Directed by Michal Aviad
Much of Invisible feels like the opening of a horror film: in particular, the ominous stretches before violence takes place. In the case of Israeli director Michal Aviad’s film, there’s a twist—the violence is in the past. Her two protagonists suffered sexual assault at the hands of a serial rapist twenty years ago. Television editor Nira (Evgenia Dodina) meets dance instructor and political activist Lily (Ronit Elkabetz) by chance and recalls that they first encountered each other at a police line-up. Nira becomes determined to find out as much as she can about “the Polite Rapist” and is angered to learn about his relatively lenient jail sentence.

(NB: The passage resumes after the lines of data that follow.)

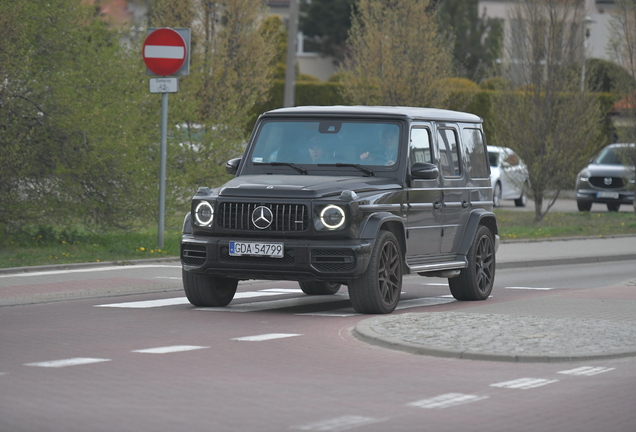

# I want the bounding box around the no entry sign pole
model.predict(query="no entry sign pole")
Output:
[143,28,190,249]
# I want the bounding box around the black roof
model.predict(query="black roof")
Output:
[263,105,483,123]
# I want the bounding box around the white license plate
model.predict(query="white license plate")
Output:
[596,192,619,199]
[230,241,285,258]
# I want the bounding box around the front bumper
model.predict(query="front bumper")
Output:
[576,189,634,204]
[181,234,373,283]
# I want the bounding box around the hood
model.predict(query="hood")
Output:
[219,174,401,198]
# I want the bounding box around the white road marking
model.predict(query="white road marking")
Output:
[24,357,111,367]
[490,378,559,390]
[95,297,190,309]
[95,291,284,309]
[291,416,388,432]
[296,297,455,317]
[0,264,181,279]
[230,333,302,342]
[131,345,210,354]
[196,294,349,312]
[259,288,303,294]
[505,287,554,291]
[408,393,488,409]
[558,366,616,376]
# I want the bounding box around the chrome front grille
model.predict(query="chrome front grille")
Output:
[590,177,624,189]
[216,202,309,231]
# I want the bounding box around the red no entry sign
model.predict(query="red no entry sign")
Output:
[143,28,187,76]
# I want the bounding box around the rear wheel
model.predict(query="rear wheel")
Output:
[448,225,495,300]
[298,282,340,295]
[181,270,238,307]
[492,182,501,207]
[349,231,402,314]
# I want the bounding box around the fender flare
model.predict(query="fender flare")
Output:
[360,212,406,256]
[181,212,192,234]
[458,209,499,256]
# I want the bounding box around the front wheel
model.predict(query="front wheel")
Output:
[448,225,495,300]
[298,282,340,295]
[181,270,238,307]
[576,201,592,211]
[349,231,402,314]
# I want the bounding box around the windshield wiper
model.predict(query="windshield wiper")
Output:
[254,162,309,175]
[318,162,375,177]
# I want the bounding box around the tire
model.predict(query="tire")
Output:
[349,231,403,314]
[298,282,340,295]
[448,225,495,301]
[181,270,238,307]
[576,201,592,211]
[515,191,528,207]
[492,182,501,207]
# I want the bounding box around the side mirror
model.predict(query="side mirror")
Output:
[411,162,439,180]
[225,158,241,174]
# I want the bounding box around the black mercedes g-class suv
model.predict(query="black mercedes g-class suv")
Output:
[181,106,499,313]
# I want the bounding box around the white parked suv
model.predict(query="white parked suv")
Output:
[488,146,529,207]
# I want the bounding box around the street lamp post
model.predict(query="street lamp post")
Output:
[581,15,594,92]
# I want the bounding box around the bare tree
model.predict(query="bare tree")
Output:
[493,0,604,221]
[341,0,453,107]
[607,0,636,213]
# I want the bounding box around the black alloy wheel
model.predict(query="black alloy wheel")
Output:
[349,231,402,314]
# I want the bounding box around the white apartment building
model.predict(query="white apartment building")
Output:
[479,0,614,60]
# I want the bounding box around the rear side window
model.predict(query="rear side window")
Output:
[409,128,433,164]
[437,129,461,177]
[462,128,496,178]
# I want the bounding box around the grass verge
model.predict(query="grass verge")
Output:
[0,209,636,268]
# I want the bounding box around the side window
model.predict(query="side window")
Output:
[437,129,461,177]
[409,128,433,164]
[504,151,519,166]
[462,128,489,178]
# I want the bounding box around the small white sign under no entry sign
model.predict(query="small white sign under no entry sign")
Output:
[148,78,179,93]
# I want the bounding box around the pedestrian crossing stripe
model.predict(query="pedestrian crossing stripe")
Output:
[558,366,616,376]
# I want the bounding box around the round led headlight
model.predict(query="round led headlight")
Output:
[194,201,214,226]
[320,205,345,229]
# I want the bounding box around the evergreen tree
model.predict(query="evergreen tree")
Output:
[341,0,452,107]
[438,0,503,81]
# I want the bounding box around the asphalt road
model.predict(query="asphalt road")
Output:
[0,262,636,432]
[498,192,634,213]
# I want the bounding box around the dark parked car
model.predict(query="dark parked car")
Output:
[181,106,499,313]
[576,144,636,211]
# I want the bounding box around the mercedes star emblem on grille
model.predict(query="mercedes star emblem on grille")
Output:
[252,206,274,229]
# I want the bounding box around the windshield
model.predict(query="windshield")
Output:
[595,146,628,165]
[248,120,400,169]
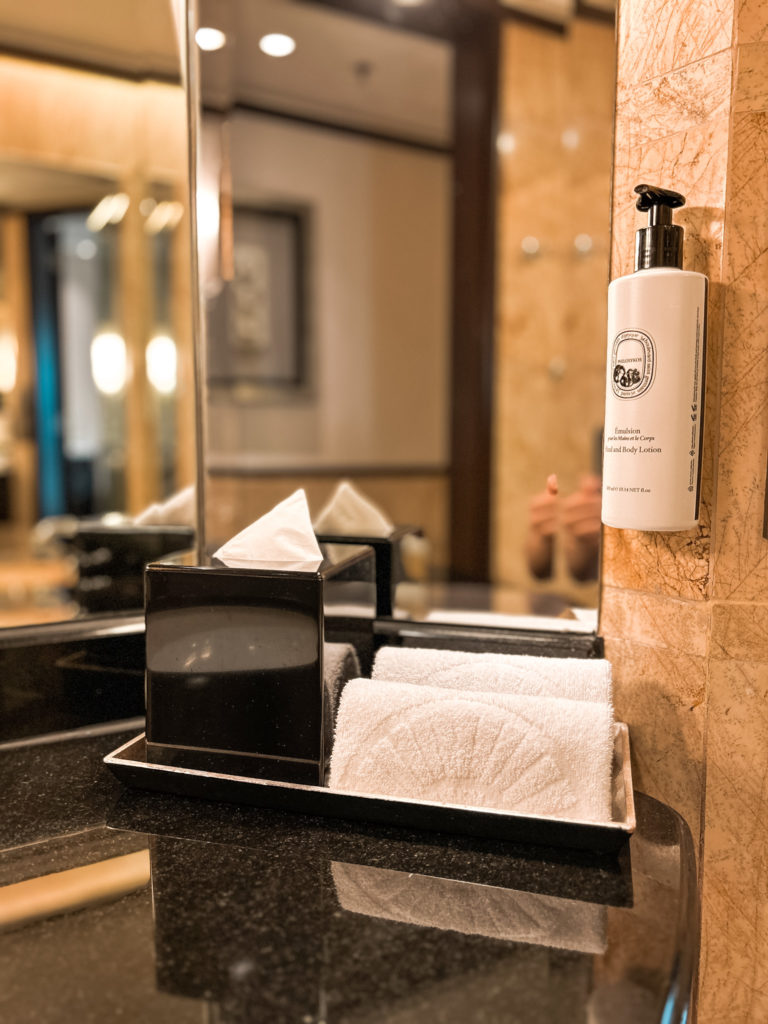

Very few films have devoted as much time and energy to the long-term consequences of rape as Invisible. Aviad’s background lies in documentaries; this is her narrative debut. However, it’s grounded in reality. The Polite Rapist was a real person, and Invisible incorporates documentary footage of his victims and the rapist himself. It closes on a didactic note, informing the spectator that one in five women will be victims of rape or attempted rape during their lifetime. Aviad expresses her disgust with rape culture more subtly during most of the film itself, showing Lily and Nira gaining strength from their growing friendship and portraying Tel Aviv as a nocturnal, menacing city full of dark shadows and surprise encounters. Invisible seems to be a naturalist film, especially given its documentary elements, but it’s subtly stylized. In the end, Lily and Nira find their voice by picking up a video camera, and their story seems to merge with the director’s.